Here are two pictures of a shared app dividing numbers. The first one depicts how it appears before the October update and the second one how it will appear after:
That’s the gist of it. If you’re curious to learn more, read on.
Our June release completely overhauled how Calcapp handles errors in formulas. Formula error values are returned instead of actual values when a function is given an unexpected parameter or when an operator (such as division) is given an unexpected operand. (“Parameters” to operators are known as operands.) For instance, if you try to divide a number by zero, an error value representing division by zero is returned. Functions typically return error values when they are passed an unexpected parameter, such as a negative number.
If an error value is returned instead of an ordinary value, fields display them using a short code, such as “#DIV/0!” for division by zero. These codes are displayed in red.
If the divisor is zero in the following app, an error value is shown:
A field that is blank contains what is known as a blank value. (Programmers typically refer to these values as “null” or “nil.”) When you use a blank value in an expression, it is often interpreted as zero.
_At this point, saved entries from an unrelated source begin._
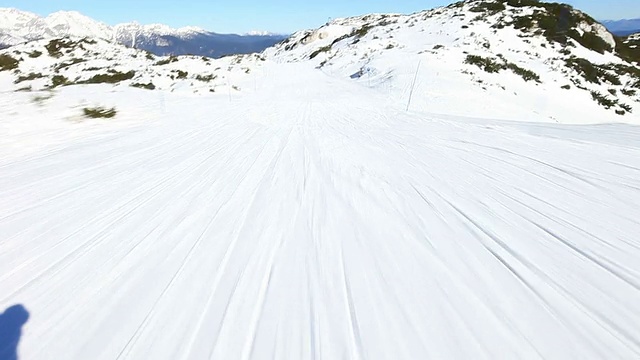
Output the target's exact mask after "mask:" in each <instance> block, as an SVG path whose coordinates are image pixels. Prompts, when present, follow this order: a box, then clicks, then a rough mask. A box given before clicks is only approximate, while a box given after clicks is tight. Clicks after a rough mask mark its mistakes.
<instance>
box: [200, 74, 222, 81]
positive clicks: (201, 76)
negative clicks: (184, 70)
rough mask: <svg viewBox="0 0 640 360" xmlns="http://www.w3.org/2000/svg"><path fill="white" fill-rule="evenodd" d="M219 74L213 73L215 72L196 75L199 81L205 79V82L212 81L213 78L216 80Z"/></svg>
mask: <svg viewBox="0 0 640 360" xmlns="http://www.w3.org/2000/svg"><path fill="white" fill-rule="evenodd" d="M217 77H218V76H216V75H213V74H209V75H206V76H204V75H200V74H198V75H196V80H198V81H204V82H210V81H211V80H215V79H216V78H217Z"/></svg>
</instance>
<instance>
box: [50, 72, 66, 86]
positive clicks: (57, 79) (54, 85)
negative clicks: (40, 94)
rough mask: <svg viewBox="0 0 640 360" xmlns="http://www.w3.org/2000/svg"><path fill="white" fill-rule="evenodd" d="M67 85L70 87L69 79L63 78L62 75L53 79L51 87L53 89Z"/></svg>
mask: <svg viewBox="0 0 640 360" xmlns="http://www.w3.org/2000/svg"><path fill="white" fill-rule="evenodd" d="M65 85H69V79H67V78H66V77H65V76H62V75H55V76H54V77H52V78H51V85H50V86H49V87H50V88H52V89H53V88H56V87H58V86H65Z"/></svg>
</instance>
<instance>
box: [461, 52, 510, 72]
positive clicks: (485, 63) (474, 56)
mask: <svg viewBox="0 0 640 360" xmlns="http://www.w3.org/2000/svg"><path fill="white" fill-rule="evenodd" d="M465 64H470V65H476V66H477V67H479V68H480V69H482V70H484V71H486V72H488V73H498V72H500V70H503V69H504V65H503V64H501V63H499V62H497V61H495V60H493V59H491V58H488V57H487V58H485V57H482V56H478V55H467V58H466V60H465Z"/></svg>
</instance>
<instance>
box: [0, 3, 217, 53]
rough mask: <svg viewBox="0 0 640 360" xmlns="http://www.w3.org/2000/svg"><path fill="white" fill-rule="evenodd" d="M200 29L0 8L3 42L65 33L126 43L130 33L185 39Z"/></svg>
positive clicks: (58, 11) (16, 43)
mask: <svg viewBox="0 0 640 360" xmlns="http://www.w3.org/2000/svg"><path fill="white" fill-rule="evenodd" d="M201 33H207V31H205V30H203V29H201V28H198V27H193V26H190V27H183V28H178V29H174V28H171V27H169V26H167V25H163V24H149V25H141V24H138V23H136V22H131V23H123V24H118V25H115V26H113V27H112V26H109V25H107V24H104V23H102V22H99V21H96V20H94V19H91V18H89V17H87V16H85V15H83V14H81V13H79V12H77V11H58V12H55V13H52V14H50V15H48V16H46V17H40V16H38V15H36V14H32V13H29V12H25V11H20V10H17V9H13V8H0V40H1V41H0V43H2V44H6V45H17V44H21V43H24V42H26V41H29V40H38V39H43V38H44V39H51V38H56V37H66V36H69V37H80V38H81V37H89V38H95V39H103V40H117V41H119V42H121V43H125V44H130V43H131V39H132V38H133V37H134V36H145V37H148V38H155V37H159V36H166V35H169V36H177V37H182V38H187V39H188V38H189V37H192V36H195V35H197V34H201Z"/></svg>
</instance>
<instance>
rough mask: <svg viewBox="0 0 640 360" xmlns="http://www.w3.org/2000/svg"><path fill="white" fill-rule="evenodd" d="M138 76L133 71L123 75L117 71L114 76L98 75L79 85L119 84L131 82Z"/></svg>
mask: <svg viewBox="0 0 640 360" xmlns="http://www.w3.org/2000/svg"><path fill="white" fill-rule="evenodd" d="M135 75H136V72H135V71H133V70H131V71H129V72H126V73H123V72H118V71H115V72H113V73H112V74H98V75H95V76H93V77H92V78H90V79H87V80H84V81H79V82H78V84H117V83H119V82H121V81H125V80H131V79H133V77H134V76H135Z"/></svg>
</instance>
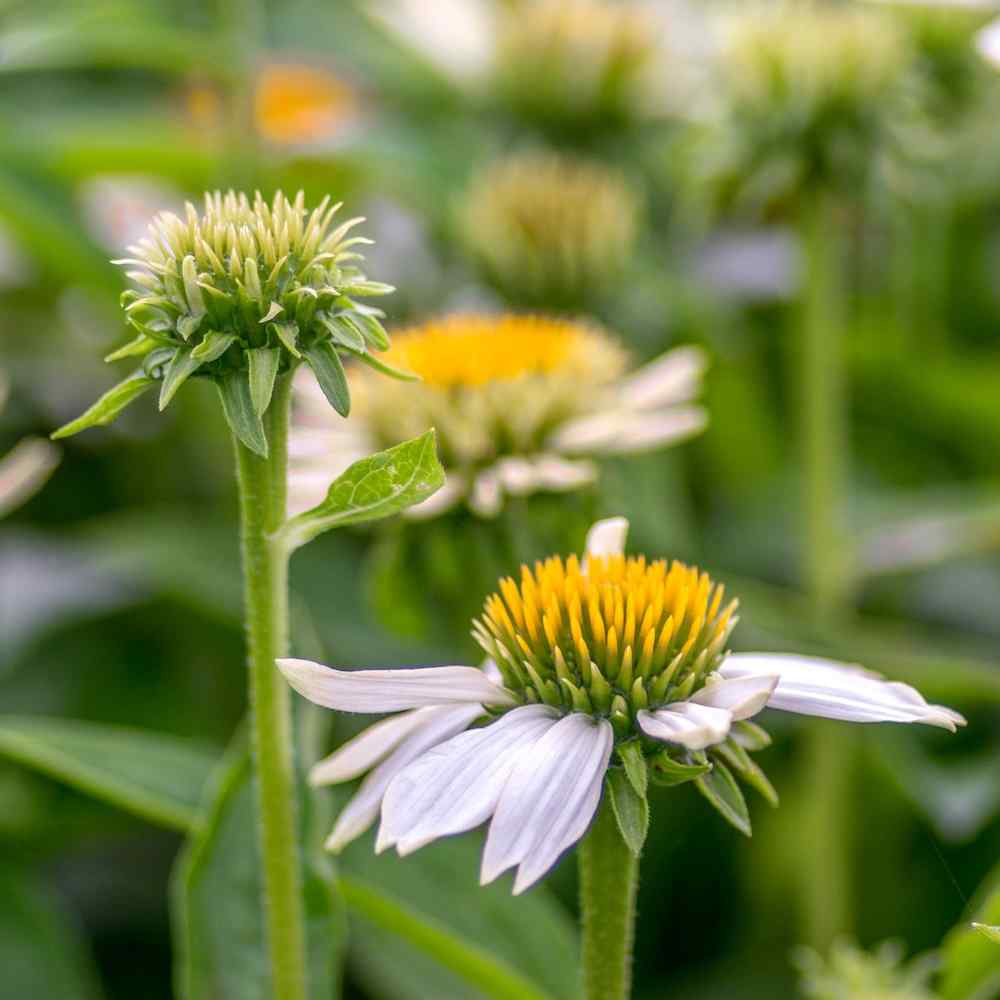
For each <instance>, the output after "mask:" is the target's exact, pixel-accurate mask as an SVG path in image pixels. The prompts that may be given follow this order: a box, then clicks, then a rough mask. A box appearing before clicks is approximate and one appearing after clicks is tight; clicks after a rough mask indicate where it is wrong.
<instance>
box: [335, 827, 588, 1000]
mask: <svg viewBox="0 0 1000 1000" xmlns="http://www.w3.org/2000/svg"><path fill="white" fill-rule="evenodd" d="M480 848H481V837H480V836H478V835H477V834H468V835H465V836H462V837H450V838H448V840H447V841H442V842H439V843H435V844H430V845H428V846H427V847H425V848H423V849H421V850H420V851H418V852H417V853H415V854H413V855H411V856H410V857H407V858H405V859H400V858H398V857H395V856H393V855H390V854H388V853H386V854H380V855H376V854H374V853H373V852H372V849H371V844H370V842H367V841H366V840H365V839H362V840H359V841H356V842H355V843H354V844H351V845H350V846H349V847H348V848H347V850H346V851H344V853H343V854H342V855H341V856H340V865H341V869H342V871H343V872H344V877H345V894H346V895H347V898H348V902H349V910H350V913H351V917H352V920H351V938H350V948H351V955H352V964H354V965H355V966H357V962H358V958H359V957H361V958H362V959H363V960H364V967H363V969H361V970H358V969H357V968H356V973H357V972H358V971H362V972H363V973H364V974H365V986H366V987H368V985H369V978H368V977H370V980H371V982H372V983H373V984H374V985H377V986H378V987H380V988H379V989H377V990H376V991H375V992H376V993H378V995H380V996H384V997H387V998H391V1000H427V998H429V997H435V998H436V997H441V998H444V997H447V998H448V1000H452V998H456V1000H457V998H459V997H461V998H465V997H472V998H480V1000H481V998H482V997H497V996H504V997H509V996H518V997H525V998H527V997H540V996H550V997H554V998H557V1000H577V998H578V996H579V988H578V975H577V962H578V955H577V936H576V931H575V928H574V927H573V923H572V921H571V920H570V919H569V916H568V915H567V914H566V912H565V911H564V910H563V909H562V907H561V906H560V905H559V904H558V903H557V902H556V900H555V899H554V897H553V896H552V895H551V894H550V893H549V891H548V890H547V889H546V888H545V887H544V886H539V887H537V888H536V889H533V890H532V891H531V892H530V893H528V894H526V895H524V896H518V897H513V896H511V894H510V890H509V888H508V887H507V886H504V885H502V884H500V883H494V884H493V885H489V886H480V885H479V876H478V872H479V861H480V857H479V855H480ZM357 886H363V887H368V888H369V889H370V890H371V889H372V888H373V887H375V886H377V887H378V889H377V892H378V894H379V896H380V897H381V898H380V899H379V900H378V902H377V908H376V904H375V903H374V901H372V900H359V898H358V894H357V892H352V889H353V888H355V887H357ZM352 897H353V898H352ZM365 903H369V904H370V905H368V906H367V907H366V906H365V905H364V904H365ZM399 910H402V912H399ZM380 911H381V912H380ZM358 918H361V919H358ZM417 921H419V923H420V924H421V925H423V926H418V925H417V923H416V922H417ZM403 942H405V944H404V943H403ZM386 943H390V944H394V945H396V947H394V948H385V947H383V946H384V945H385V944H386ZM428 957H429V958H431V959H432V960H433V963H434V964H433V965H429V963H428V962H427V961H426V959H427V958H428ZM484 958H485V959H486V960H487V961H488V962H491V963H493V965H494V968H493V969H492V970H491V969H490V968H489V966H488V965H485V964H483V959H484ZM421 961H422V964H423V968H430V969H431V970H432V971H434V970H439V976H440V983H438V982H437V981H435V984H434V986H433V987H429V986H428V983H427V982H426V981H425V980H422V979H421V980H415V979H414V977H413V969H414V967H415V966H417V963H418V962H421ZM390 962H391V963H392V966H391V967H389V968H387V967H386V966H387V963H390ZM498 975H499V976H500V978H499V979H498V978H497V976H498ZM512 975H516V976H518V977H520V978H521V979H522V981H524V982H526V983H528V984H531V987H532V988H533V989H532V990H531V991H530V992H529V991H528V989H527V987H525V992H523V993H520V994H518V993H514V994H511V993H510V992H504V993H501V992H497V990H498V989H500V988H503V986H504V985H505V984H507V983H510V982H511V981H512V980H511V979H510V978H509V977H511V976H512Z"/></svg>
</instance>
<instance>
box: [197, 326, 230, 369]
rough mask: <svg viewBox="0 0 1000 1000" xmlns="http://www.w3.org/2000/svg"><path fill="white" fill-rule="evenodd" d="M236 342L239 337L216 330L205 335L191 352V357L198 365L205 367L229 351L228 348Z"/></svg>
mask: <svg viewBox="0 0 1000 1000" xmlns="http://www.w3.org/2000/svg"><path fill="white" fill-rule="evenodd" d="M237 340H239V337H237V336H236V334H235V333H219V331H218V330H211V331H209V332H208V333H206V334H205V336H204V337H203V338H202V341H201V343H200V344H198V346H197V347H195V348H194V349H193V350H192V352H191V356H192V357H193V358H195V359H196V360H197V361H198V363H199V364H202V365H207V364H209V363H210V362H212V361H215V360H217V359H218V358H221V357H222V355H223V354H225V353H226V351H227V350H228V349H229V346H230V345H231V344H234V343H236V341H237Z"/></svg>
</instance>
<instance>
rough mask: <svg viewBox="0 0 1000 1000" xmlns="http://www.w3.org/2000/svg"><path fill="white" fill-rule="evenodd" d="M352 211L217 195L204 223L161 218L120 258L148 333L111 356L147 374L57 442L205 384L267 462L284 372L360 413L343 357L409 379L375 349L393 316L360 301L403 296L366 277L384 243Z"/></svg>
mask: <svg viewBox="0 0 1000 1000" xmlns="http://www.w3.org/2000/svg"><path fill="white" fill-rule="evenodd" d="M339 208H340V204H334V205H332V204H330V199H329V197H327V198H324V199H323V200H322V201H321V202H320V204H319V205H318V206H317V207H316V208H314V209H313V210H312V211H308V210H307V209H306V207H305V198H304V195H303V193H302V192H301V191H300V192H299V193H298V195H297V196H296V197H295V200H294V201H289V199H288V198H286V197H285V196H284V195H283V194H282V193H281V192H280V191H279V192H278V193H277V194H276V195H275V196H274V199H273V200H272V201H271V203H270V204H268V203H267V202H266V201H264V199H263V198H262V197H261V195H260V193H259V192H258V193H257V194H256V195H255V196H254V198H253V200H252V201H251V200H250V199H249V198H247V196H246V195H245V194H236V193H235V192H234V191H229V192H228V193H226V194H223V193H222V192H221V191H216V192H214V193H212V194H206V195H205V207H204V211H203V212H202V213H201V214H200V215H199V213H198V211H197V209H195V207H194V206H193V205H192V204H190V203H188V204H187V206H186V213H185V218H184V219H181V218H179V217H178V216H176V215H174V214H173V213H172V212H162V213H161V214H159V215H158V216H156V218H154V220H153V222H152V224H151V225H150V226H149V235H148V237H146V238H144V239H141V240H139V242H138V243H136V244H135V245H134V246H131V247H129V248H128V249H129V252H130V253H131V254H132V256H131V257H128V258H126V259H124V260H119V261H115V263H117V264H120V265H122V266H124V267H125V268H127V269H128V270H126V272H125V273H126V276H127V277H128V278H129V279H131V281H132V282H133V283H134V285H135V286H136V288H135V289H133V290H130V291H126V292H125V293H123V295H122V304H123V306H124V309H125V316H126V319H127V322H128V323H129V325H130V326H132V327H133V328H134V330H135V331H136V332H137V336H136V337H135V339H134V340H132V341H131V342H129V343H128V344H126V345H125V346H124V347H122V348H119V349H118V350H117V351H115V352H113V353H112V354H110V355H108V357H107V358H106V359H105V360H107V361H118V360H120V359H125V358H133V357H139V358H141V359H142V360H141V363H140V366H139V368H137V369H136V370H135V371H134V372H133V373H132V374H131V375H130V376H129V377H128V378H127V379H125V381H123V382H121V383H119V384H118V385H117V386H115V387H114V388H113V389H111V390H109V391H108V392H107V393H105V394H104V396H102V397H101V398H100V399H99V400H98V401H97V402H96V403H95V404H94V405H93V406H92V407H91V408H90V409H89V410H88V411H87V412H86V413H84V414H83V415H82V416H81V417H79V418H78V419H76V420H74V421H72V422H71V423H69V424H67V425H66V426H65V427H63V428H61V429H60V430H58V431H57V432H56V433H55V434H54V435H53V437H66V436H68V435H70V434H76V433H77V432H79V431H82V430H84V429H86V428H87V427H92V426H94V425H98V424H107V423H109V422H110V421H112V420H113V419H114V418H115V417H116V416H117V415H118V414H119V413H120V412H121V411H122V410H123V409H124V408H125V407H126V406H128V405H129V404H130V403H131V402H132V401H133V400H134V399H136V398H137V397H138V396H140V395H141V394H142V393H144V392H146V391H148V390H149V389H151V388H153V387H154V386H158V387H159V397H160V399H159V403H160V409H161V410H162V409H164V408H165V407H166V406H167V404H168V403H169V402H170V401H171V400H172V399H173V397H174V395H175V394H176V393H177V391H178V389H180V387H181V386H182V385H183V384H184V382H185V381H187V379H189V378H191V377H199V378H210V379H211V380H212V381H214V382H215V383H216V385H217V386H218V389H219V395H220V397H221V400H222V407H223V412H224V413H225V416H226V419H227V421H228V423H229V425H230V427H231V429H232V430H233V432H234V433H235V434H236V436H237V437H238V438H239V439H240V441H242V442H243V444H244V445H246V447H248V448H249V449H251V450H252V451H254V452H257V453H258V454H260V455H266V454H267V440H266V437H265V435H264V430H263V426H262V420H261V418H262V417H263V415H264V414H265V413H266V412H267V409H268V407H269V406H270V402H271V398H272V394H273V391H274V386H275V383H276V380H277V379H278V376H279V375H282V374H288V373H289V372H291V371H293V370H294V369H295V368H296V367H297V366H298V365H299V364H300V363H305V364H306V365H307V366H308V367H309V368H311V369H312V372H313V375H314V376H315V378H316V380H317V382H318V383H319V386H320V388H321V389H322V391H323V395H324V396H325V398H326V399H327V401H328V402H329V404H330V405H331V406H332V407H333V408H334V409H335V410H336V411H337V412H338V413H339V414H340V415H341V416H346V415H347V413H348V410H349V409H350V395H349V391H348V386H347V379H346V377H345V375H344V369H343V364H342V363H341V360H340V355H341V353H344V354H347V355H350V356H352V357H354V358H357V359H358V360H359V361H361V362H363V363H366V364H369V365H374V366H376V367H378V369H379V370H380V371H382V372H383V373H386V374H394V375H397V376H398V375H400V374H401V373H399V372H393V371H392V369H390V368H389V367H388V366H387V365H385V364H383V363H381V362H379V361H378V360H377V359H376V358H375V357H374V356H373V355H372V353H371V352H372V351H382V350H385V349H386V348H387V347H388V346H389V338H388V336H387V335H386V333H385V330H384V329H383V328H382V325H381V323H380V319H381V318H382V317H383V315H384V314H383V313H382V312H381V311H380V310H378V309H374V308H372V307H371V306H366V305H362V304H361V303H359V302H357V301H355V300H356V299H357V298H359V297H365V296H370V295H385V294H387V293H388V292H391V291H392V290H393V288H392V286H391V285H385V284H383V283H381V282H378V281H369V280H368V278H366V277H365V275H364V274H363V273H362V272H361V271H360V270H359V268H358V263H359V262H360V261H361V260H362V256H361V254H360V253H358V252H357V247H358V246H360V245H364V244H367V243H370V242H371V241H370V240H367V239H365V238H364V237H361V236H350V235H349V233H350V231H351V230H352V229H353V228H354V227H355V226H356V225H358V223H360V222H363V221H364V220H363V219H361V218H355V219H348V220H347V221H345V222H342V223H340V224H339V225H334V216H335V215H336V213H337V211H338V209H339Z"/></svg>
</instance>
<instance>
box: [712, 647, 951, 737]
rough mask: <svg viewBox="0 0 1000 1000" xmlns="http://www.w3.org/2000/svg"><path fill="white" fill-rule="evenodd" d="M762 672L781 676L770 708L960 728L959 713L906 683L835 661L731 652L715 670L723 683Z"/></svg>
mask: <svg viewBox="0 0 1000 1000" xmlns="http://www.w3.org/2000/svg"><path fill="white" fill-rule="evenodd" d="M764 672H777V673H778V674H779V675H780V680H779V681H778V686H777V687H776V688H775V689H774V694H772V695H771V697H770V698H769V699H768V702H767V704H768V707H769V708H777V709H780V710H782V711H785V712H798V713H800V714H801V715H818V716H821V717H822V718H826V719H842V720H844V721H847V722H924V723H927V724H928V725H931V726H940V727H941V728H943V729H950V730H951V731H952V732H954V731H955V727H956V726H964V725H965V719H964V718H962V716H961V715H959V713H958V712H955V711H952V709H950V708H945V707H944V706H942V705H929V704H928V703H927V702H926V701H925V700H924V698H923V696H922V695H921V694H920V692H919V691H917V690H915V689H914V688H912V687H910V686H909V685H908V684H900V683H898V682H890V681H885V680H882V678H881V677H879V675H878V674H873V673H871V672H870V671H867V670H863V669H861V668H860V667H856V666H851V665H848V664H844V663H837V662H836V661H834V660H824V659H819V658H816V657H808V656H795V655H793V654H785V653H732V654H730V655H729V656H727V657H726V659H725V660H724V661H723V663H722V666H721V667H720V668H719V673H720V674H721V675H722V676H723V677H727V678H734V677H745V676H747V675H748V674H760V673H764Z"/></svg>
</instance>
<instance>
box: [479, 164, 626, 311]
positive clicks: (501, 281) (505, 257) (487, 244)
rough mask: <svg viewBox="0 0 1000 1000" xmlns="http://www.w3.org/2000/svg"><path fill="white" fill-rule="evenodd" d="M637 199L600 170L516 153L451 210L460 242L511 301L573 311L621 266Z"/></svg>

That’s why you get error values in apps that generally disappear when you start entering numbers (unless, of course, you enter zero.) That means that the error value shown in the screen above will also be displayed even if the user doesn’t enter anything into either field (it tries to divide zero by zero):
Suppressing error values
You can use various functions to handle error values: ISERROR returns TRUE if, and only if, the given value is an error and ERROR.TYPE returns an error code corresponding to the type of the given error value. (There’s more information in the function browser.)
The most useful error handling function, though, is likely IFERROR, which you
can use to suppress the display of error values. The second parameter is the
value which should be returned if the first parameter is an error value.
Otherwise, the first parameter is returned. That means that you can use the
IFERROR(Field1 / Field2, BLANK()) to return a blank value if
dividing Field1 by Field2 doesn’t work, effectively suppressing the error value.
We have found that very few apps gracefully handle errors, though. Error values are shown to help you diagnose why your formulas don’t work as intended and are not intended to be shown to users of your apps. As such, starting with the October release, they will be hidden from shared apps (and only from shared apps). Apps shown in Calcapp Creator’s preview pane will still show error values, as will apps run through Calcapp Connect (where you sign in and explicitly select an app).